Why de-referencing is not used in case of printing of a string?

Question

How we use a string name in C to print a string without dereferencing it?

Like here:

char str[];
printf("%s",str);

But in case of arrays we use dereferencing by square brackets[] to print an array:

int a[10];
for(i=0;i<10;i++);
   printf("%d",a[i]);

What's the difference between printing a string and an array? We need dereferencing an array by using square brackets [] but in case of string without using any dereferencing printf(); is just printing the value of the string and not the address.

Answer 1

Because that is what the interface to printf dictates.

• In case of a "%s" it expects a pointer to a NUL terminated string.
• In case of a "%d" it expects an int.

Answer 2

It all depends on what the function (printf or else) expects.

When you use printf with %s, like

printf("%s",str);

printf() wants "a string" which, in C, is the same as "an array of [NUL-terminated] char". So, you pass the only thing that identifies actually the whole array: its name (which decays to the address of the first element).

The same applies to every function that expects an array as argument.

If, to the function you call, you must pass something else, you use different approaches.
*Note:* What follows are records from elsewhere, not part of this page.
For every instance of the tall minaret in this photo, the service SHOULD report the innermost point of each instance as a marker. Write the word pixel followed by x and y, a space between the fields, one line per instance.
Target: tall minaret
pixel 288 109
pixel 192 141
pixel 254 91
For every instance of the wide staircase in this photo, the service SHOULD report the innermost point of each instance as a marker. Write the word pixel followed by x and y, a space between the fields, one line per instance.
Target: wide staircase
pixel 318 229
When printf is used to print an integer, like

printf("%d",a[i]);

you must pass an integer; and an array is not an integer, so you must dereference (or "select") an integer from the array, using the correct notation/mechanism. But things are not different if you want to use a member of a struct, for example. You can not pass printf() a struct, so you use the dot to select a [correct] member of the struct. And the same applies to pointers to integer, you dereference them when you want the value and not the pointer itself. And so on for functions... like

printf("%d", (int) floor(PI));

In the above line, again, if printf wants an integer, you must give it an integer, so to use PI (3.14) you must convert it to an int.

Answer 3

For starters for example such a code snippet

char str[5] = "Hello";
printf("%s",str);

can result in undefined behavior.

The format string "%s" expects that the argument is a pointer to first character of a string.
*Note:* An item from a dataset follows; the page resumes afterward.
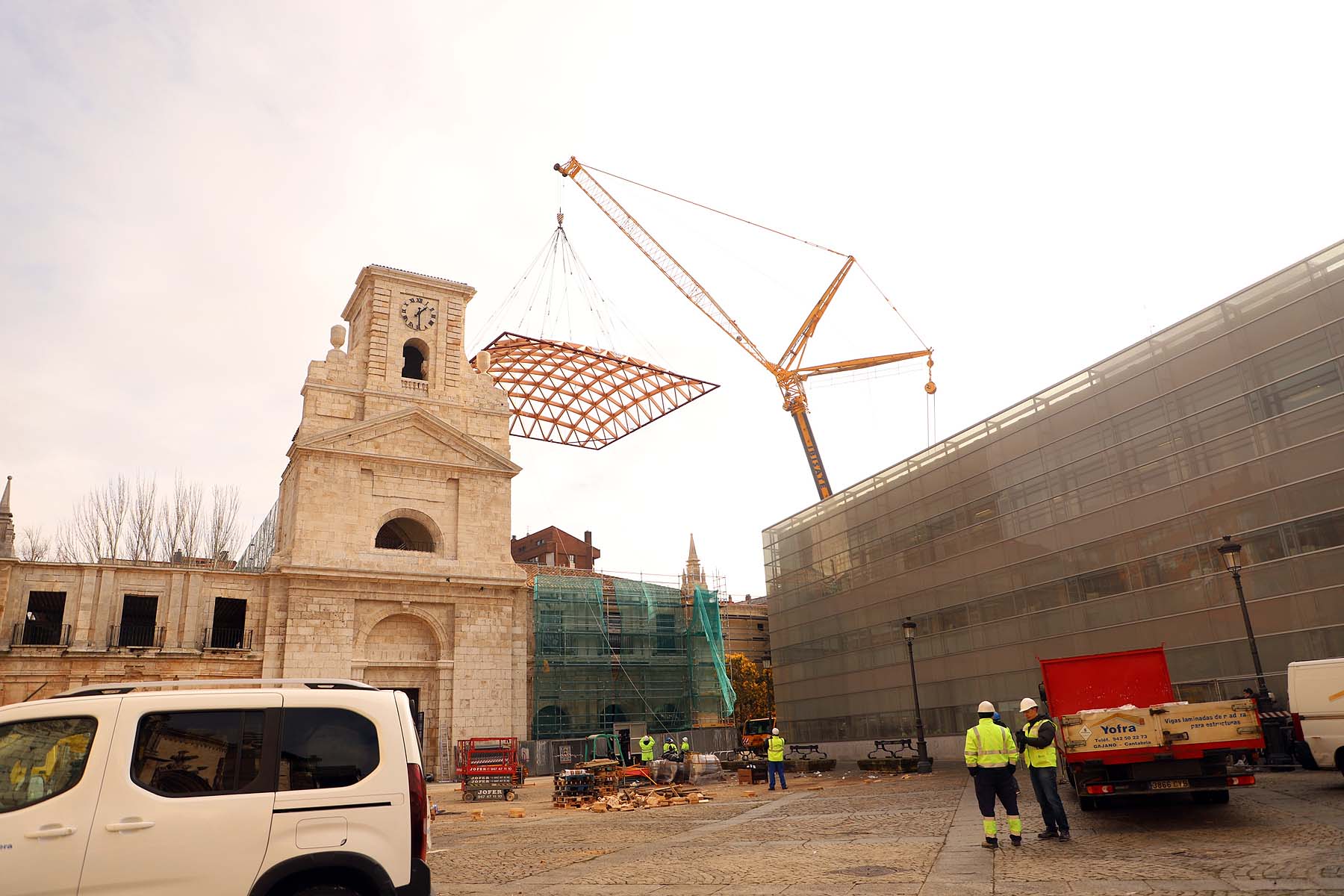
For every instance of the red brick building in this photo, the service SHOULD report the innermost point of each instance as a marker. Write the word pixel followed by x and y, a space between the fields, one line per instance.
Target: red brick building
pixel 554 547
In C the string is defined as a sequence of characters terminated by the zero character '\0'. That is a character array that contains a string has the sentinel value '\0'.

So in fact such a call of printf

printf("%s",str);

logically is similar to the following code

while ( *str != '\0' ) putchar( *str++ );

In the example above

 char str[5] = "Hello";

the character array str does not contain a string because its five elements were initialized by characters of the string literal "Hello" excluding its terminating zero character (there is no enough space in the array to accommodate the sixth character '\0' of the string literal).

So such a call

printf("%s",str);

for the array declared above will try to output anything that follows the array in the memory.

To avoid the undefined behavior you should declare the array for example like

 char str[6] = "Hello";

or like

 char str[] = "Hello";

As for arrays of other fundamental types then in most cases they do not have a standard sentinel value. Opposite to strings it is impossible to define such a sentinel value for example for integer or float arrays.

So character arrays that contains strings are exclusions from the total kinds of arrays. Strings always end with the terminating zero character '\0' by the definition of the string in C. That is not valid for other kinds of arrays.

Hence to output any array of other kinds you in general need to use a loop knowing how many elements you need to output.